No Secret Settlements: Failure to Disclose Results in Stay of Action

Written by Leilani Karr, Associate


In Skymark Finance Corporation v. Ontario, 2023 ONCA 234, the Ontario Court of Appeal reiterated an important lesson to plaintiffs involved in multi-party litigation: disclose your settlements or face a stay of proceedings.

The appellant, Skymark Finance Corporation entered into Minutes of Settlement with Lorraine Smith, a central defendant in two related actions brought by Skymark. As part of the settlement Ms. Smith agreed to assist Skymark in its case against the other defendants by providing an affidavit and agreeing to give evidence consistent with her affidavit during the discovery process. In effect, by virtue of the settlement Ms. Smith went from a party adverse in interest to Skymark to an ally. 

Skymark waited eight months before disclosing the Minutes of Settlement to the non-settling defendants, and only after being threatened with an abuse of process motion.

The motions judge found that the Minutes of Settlement changed the entire litigation landscape. Because it was not disclosed immediately, he stayed the action in favour of all of the remaining parties. Skymark appealed. 

The Court of Appeal, in upholding the motion judge’s opinion, reiterated the necessity of a plaintiff immediately disclosing any settlement agreement that fundamentally changes the litigation landscape or face a stay of proceedings against the remaining defendants. 

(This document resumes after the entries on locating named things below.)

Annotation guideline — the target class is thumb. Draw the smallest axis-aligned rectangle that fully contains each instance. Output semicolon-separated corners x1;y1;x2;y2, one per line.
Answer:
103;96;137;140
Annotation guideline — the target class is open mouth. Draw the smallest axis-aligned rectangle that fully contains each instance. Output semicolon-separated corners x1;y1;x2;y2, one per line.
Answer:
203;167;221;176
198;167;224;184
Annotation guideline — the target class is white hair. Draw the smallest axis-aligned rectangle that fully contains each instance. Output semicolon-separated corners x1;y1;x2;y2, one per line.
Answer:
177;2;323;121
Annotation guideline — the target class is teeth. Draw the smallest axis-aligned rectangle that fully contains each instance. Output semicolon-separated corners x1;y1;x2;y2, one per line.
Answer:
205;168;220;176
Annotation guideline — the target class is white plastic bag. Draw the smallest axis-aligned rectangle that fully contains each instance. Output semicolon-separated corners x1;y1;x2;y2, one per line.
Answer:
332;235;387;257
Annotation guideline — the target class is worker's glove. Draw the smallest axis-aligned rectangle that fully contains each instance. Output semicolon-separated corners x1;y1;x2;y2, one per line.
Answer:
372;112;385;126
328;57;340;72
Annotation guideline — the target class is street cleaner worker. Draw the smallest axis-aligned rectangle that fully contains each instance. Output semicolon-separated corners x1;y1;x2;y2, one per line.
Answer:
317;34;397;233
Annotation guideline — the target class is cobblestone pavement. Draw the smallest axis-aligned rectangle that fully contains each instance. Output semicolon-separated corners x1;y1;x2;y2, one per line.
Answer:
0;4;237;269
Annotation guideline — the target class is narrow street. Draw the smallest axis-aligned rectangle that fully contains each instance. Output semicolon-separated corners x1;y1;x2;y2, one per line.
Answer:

The question, then, is what “fundamentally changes the litigation landscape”? The Court of Appeal confirmed that the settlement need not affect all the remaining defendants equally, or even all of them. In this case, as would be the case in many actions, it was sufficient that the act of settling with one defendant increased the risk faced by the remaining defendants.  The Court of Appeal noted further that, as an alternative option to immediate disclosure, Skymark could have sought the direction of the court. As it did neither, the stay was upheld.

Although Skymark is an Ontario case, it reiterates principles that have been similarly held in British Columbia (e.g. Kim v 1048656 B.C. Ltd., 2023 BCSC 192, where disclosure is required where the agreement affects a party’s position “in a way that is different than that revealed by the pleadings”) and Alberta.

The takeaway in all jurisdictions is that any partial settlement in a multi-party litigation is likely to significantly change the litigation landscape and should be disclosed immediately.